The floor beneath it all
The compound is the extreme end of a much larger domestic baseline. Walk Free's Global Slavery Index estimates that around 2.3 million people in Pakistan were living in modern slavery, including forced labour and debt bondage, one of the highest absolute totals of any country on earth, and it links climate shocks directly to the displacement and poverty that feed exploitation. The flood does not spare those who never board a plane, either. The UNDP found that after the 2025 floods one Sindh village alone reported 45 child marriages in a year, an 18 percent spike, with more than 640,000 adolescent girls at heightened risk, while the FIA has broken up networks luring women abroad with fake jobs, in one case rescuing nearly 33 women bound for Dubai.
What breaks the chain
If climate disaster is the supply line, then the response cannot begin at the airport departure gate. It has to begin in the floodplain and follow the same route the victim does.

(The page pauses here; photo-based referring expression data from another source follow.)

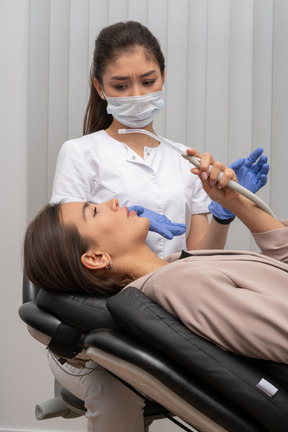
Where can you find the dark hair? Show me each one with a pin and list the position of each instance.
(52, 256)
(112, 42)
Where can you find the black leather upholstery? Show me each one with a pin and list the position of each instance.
(130, 326)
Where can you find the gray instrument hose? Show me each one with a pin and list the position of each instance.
(196, 162)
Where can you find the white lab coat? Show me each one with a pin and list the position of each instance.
(97, 168)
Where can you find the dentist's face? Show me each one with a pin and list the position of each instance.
(131, 74)
(111, 228)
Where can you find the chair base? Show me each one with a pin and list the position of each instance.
(149, 386)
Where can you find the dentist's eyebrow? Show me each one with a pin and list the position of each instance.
(119, 78)
(85, 206)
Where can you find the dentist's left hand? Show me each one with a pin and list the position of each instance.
(251, 173)
(159, 223)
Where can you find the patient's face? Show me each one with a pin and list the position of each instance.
(110, 226)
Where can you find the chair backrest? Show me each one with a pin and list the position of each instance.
(62, 320)
(29, 290)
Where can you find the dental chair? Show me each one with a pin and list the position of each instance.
(179, 374)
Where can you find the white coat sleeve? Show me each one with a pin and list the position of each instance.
(72, 177)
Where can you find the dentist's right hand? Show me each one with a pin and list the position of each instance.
(159, 223)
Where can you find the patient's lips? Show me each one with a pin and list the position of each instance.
(130, 213)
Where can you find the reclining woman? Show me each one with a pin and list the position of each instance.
(237, 300)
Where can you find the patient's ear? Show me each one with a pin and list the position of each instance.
(99, 89)
(95, 260)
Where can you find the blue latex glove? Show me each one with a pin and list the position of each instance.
(249, 174)
(159, 223)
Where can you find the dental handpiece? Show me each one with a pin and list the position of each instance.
(196, 162)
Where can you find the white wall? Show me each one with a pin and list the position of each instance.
(226, 91)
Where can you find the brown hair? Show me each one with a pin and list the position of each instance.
(111, 42)
(52, 257)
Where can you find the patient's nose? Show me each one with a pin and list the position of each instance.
(113, 204)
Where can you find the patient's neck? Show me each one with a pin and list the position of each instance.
(142, 262)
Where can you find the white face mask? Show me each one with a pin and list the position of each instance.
(135, 111)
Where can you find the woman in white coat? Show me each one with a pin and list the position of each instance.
(126, 90)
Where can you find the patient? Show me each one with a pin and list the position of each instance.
(237, 300)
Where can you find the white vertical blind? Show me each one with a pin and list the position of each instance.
(226, 81)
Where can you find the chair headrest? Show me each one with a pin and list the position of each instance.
(82, 311)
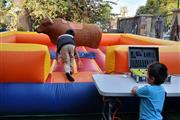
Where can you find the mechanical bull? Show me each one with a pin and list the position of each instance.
(85, 34)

Prevention starts with the debt. Treating climate-resilient livelihoods and debt relief as anti-trafficking measures, rather than as disaster charity, attacks the leverage the recruiter depends on. Rights advocates argue that Pakistan, among the countries least responsible for and most exposed to warming, is a strong candidate for debt relief as a form of climate reparation, money that could keep a sharecropping family off the recruiter's list after a bad season.

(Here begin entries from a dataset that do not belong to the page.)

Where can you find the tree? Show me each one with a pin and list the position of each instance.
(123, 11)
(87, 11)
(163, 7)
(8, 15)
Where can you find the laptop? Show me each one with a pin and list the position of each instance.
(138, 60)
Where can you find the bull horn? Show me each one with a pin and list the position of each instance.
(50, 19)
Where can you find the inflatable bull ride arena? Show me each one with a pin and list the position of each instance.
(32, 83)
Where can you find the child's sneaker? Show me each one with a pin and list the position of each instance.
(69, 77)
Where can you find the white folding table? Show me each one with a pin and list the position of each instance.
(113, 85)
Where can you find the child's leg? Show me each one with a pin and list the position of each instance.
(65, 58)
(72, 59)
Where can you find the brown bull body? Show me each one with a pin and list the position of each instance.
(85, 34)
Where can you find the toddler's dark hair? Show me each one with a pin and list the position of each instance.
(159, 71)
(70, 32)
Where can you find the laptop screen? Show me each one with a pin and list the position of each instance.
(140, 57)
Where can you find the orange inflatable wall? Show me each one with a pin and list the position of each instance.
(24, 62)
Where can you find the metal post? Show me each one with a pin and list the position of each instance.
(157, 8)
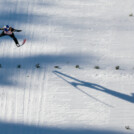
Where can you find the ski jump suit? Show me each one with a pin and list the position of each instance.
(11, 34)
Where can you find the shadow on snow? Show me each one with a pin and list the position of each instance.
(12, 128)
(77, 83)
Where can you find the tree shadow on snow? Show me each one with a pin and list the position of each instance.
(12, 128)
(76, 83)
(9, 64)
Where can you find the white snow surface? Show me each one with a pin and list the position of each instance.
(67, 100)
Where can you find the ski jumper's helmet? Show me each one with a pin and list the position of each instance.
(6, 28)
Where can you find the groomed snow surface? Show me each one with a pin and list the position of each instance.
(58, 97)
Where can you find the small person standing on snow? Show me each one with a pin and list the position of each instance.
(7, 30)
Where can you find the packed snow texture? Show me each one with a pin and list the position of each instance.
(57, 97)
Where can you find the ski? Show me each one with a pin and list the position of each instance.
(24, 41)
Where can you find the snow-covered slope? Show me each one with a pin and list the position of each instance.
(65, 100)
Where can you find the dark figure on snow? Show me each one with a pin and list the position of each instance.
(7, 30)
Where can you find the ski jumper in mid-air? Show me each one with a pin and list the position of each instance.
(7, 30)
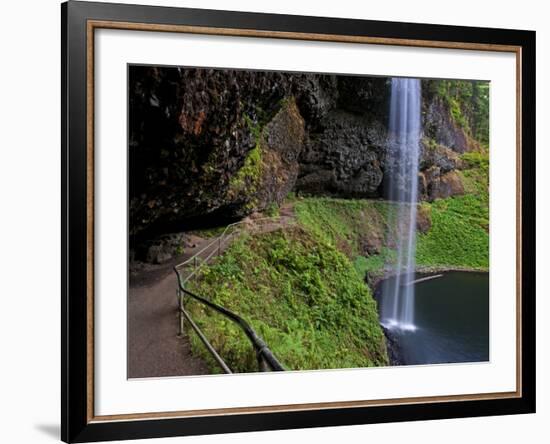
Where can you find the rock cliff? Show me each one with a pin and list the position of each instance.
(207, 146)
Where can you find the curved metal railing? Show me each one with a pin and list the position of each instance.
(266, 359)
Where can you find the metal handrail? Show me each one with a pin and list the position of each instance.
(266, 359)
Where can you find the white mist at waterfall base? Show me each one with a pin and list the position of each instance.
(397, 311)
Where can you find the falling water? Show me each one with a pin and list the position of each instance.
(397, 310)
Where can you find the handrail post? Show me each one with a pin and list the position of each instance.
(180, 314)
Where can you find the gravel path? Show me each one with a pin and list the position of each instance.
(154, 349)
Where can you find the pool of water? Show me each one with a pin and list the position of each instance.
(451, 318)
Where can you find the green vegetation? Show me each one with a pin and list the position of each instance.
(247, 179)
(458, 236)
(344, 223)
(300, 294)
(208, 232)
(468, 103)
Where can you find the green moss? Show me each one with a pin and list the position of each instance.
(209, 232)
(247, 180)
(344, 222)
(458, 236)
(272, 210)
(300, 294)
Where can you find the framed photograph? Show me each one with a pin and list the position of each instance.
(276, 221)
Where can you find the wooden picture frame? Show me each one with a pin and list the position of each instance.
(79, 22)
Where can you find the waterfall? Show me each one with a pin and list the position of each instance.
(401, 175)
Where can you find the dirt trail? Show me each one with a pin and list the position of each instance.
(154, 349)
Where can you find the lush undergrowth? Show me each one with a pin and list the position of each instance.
(458, 236)
(300, 294)
(460, 225)
(302, 287)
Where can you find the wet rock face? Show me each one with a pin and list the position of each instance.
(216, 145)
(345, 158)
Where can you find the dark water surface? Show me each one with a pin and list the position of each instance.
(451, 319)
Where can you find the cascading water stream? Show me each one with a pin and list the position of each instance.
(397, 310)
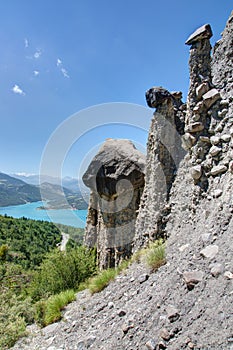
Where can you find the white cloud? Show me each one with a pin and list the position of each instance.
(65, 73)
(62, 69)
(37, 54)
(17, 90)
(26, 43)
(59, 62)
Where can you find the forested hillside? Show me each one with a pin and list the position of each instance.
(27, 241)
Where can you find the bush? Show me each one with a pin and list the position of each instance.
(63, 270)
(49, 311)
(100, 281)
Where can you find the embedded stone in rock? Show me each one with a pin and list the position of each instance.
(216, 269)
(156, 96)
(226, 138)
(204, 32)
(192, 277)
(218, 169)
(188, 141)
(214, 140)
(217, 193)
(210, 251)
(196, 172)
(201, 90)
(211, 97)
(172, 313)
(195, 127)
(152, 344)
(177, 95)
(164, 334)
(214, 150)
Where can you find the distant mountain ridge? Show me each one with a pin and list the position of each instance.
(15, 191)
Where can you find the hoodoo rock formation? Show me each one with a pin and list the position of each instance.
(116, 179)
(188, 199)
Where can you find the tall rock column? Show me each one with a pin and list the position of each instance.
(116, 179)
(164, 153)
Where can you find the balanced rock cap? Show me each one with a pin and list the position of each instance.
(204, 32)
(156, 95)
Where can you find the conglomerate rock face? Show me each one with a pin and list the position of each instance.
(187, 303)
(116, 179)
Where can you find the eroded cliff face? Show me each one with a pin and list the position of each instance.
(201, 179)
(116, 179)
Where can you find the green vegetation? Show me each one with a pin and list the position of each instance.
(61, 271)
(76, 235)
(37, 280)
(14, 191)
(155, 255)
(100, 281)
(49, 311)
(35, 275)
(25, 242)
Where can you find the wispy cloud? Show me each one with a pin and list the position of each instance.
(65, 73)
(37, 54)
(17, 90)
(62, 69)
(26, 43)
(59, 62)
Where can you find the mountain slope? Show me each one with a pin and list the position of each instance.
(14, 191)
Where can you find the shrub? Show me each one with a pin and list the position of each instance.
(154, 256)
(100, 281)
(63, 270)
(49, 311)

The pipeline itself must be cleaned. That means finishing the job the FIA started against its own complicit officers, turning the Bureau of Emigration's licence register into something a worker can check on the same phone the ad arrived on, and pursuing the agents rather than only the desperate people they sell.
Crucially, the men who come home must be treated as victims, not criminals. A returnee who was forced to scam under threat of electric shock is a trafficking survivor, and prosecuting or shaming him only strengthens the traffickers' grip on the next recruit. Faster consular action to claim and repatriate trapped Pakistanis belongs in the same category of duty.
And then there is the channel that reaches these villages more reliably than any government portal: the mosque, the local elder, the Friday sermon. If recruiters exploit community trust to lure people in, the same trusted networks can be equipped to warn them out. It is a counter-messaging system hiding in plain sight, and one still largely absent from Pakistan's response.
The flood will come again; the science leaves little doubt of that. The question this story asks is whether, when the water next recedes, the recruiter is still the first person to reach the people it left behind, or whether someone finally gets there first.
Reporting note: figures are drawn from the World Bank Post-Disaster Needs Assessment (2022); UN OCHA and UNDP (2025); Walk Free's Global Slavery Index 2023; the UN Office on Drugs and Crime, cited via ICMPD (2025); Pakistan's FIA; UN human rights reporting; and survivor testimony and rescue data documented by the Associated Press, Radio Free Asia, NPR, The Guardian, OCCRP, Al Jazeera, The Conversation and The Diplomat. Any quote carried from another outlet must be verified against the original before it runs.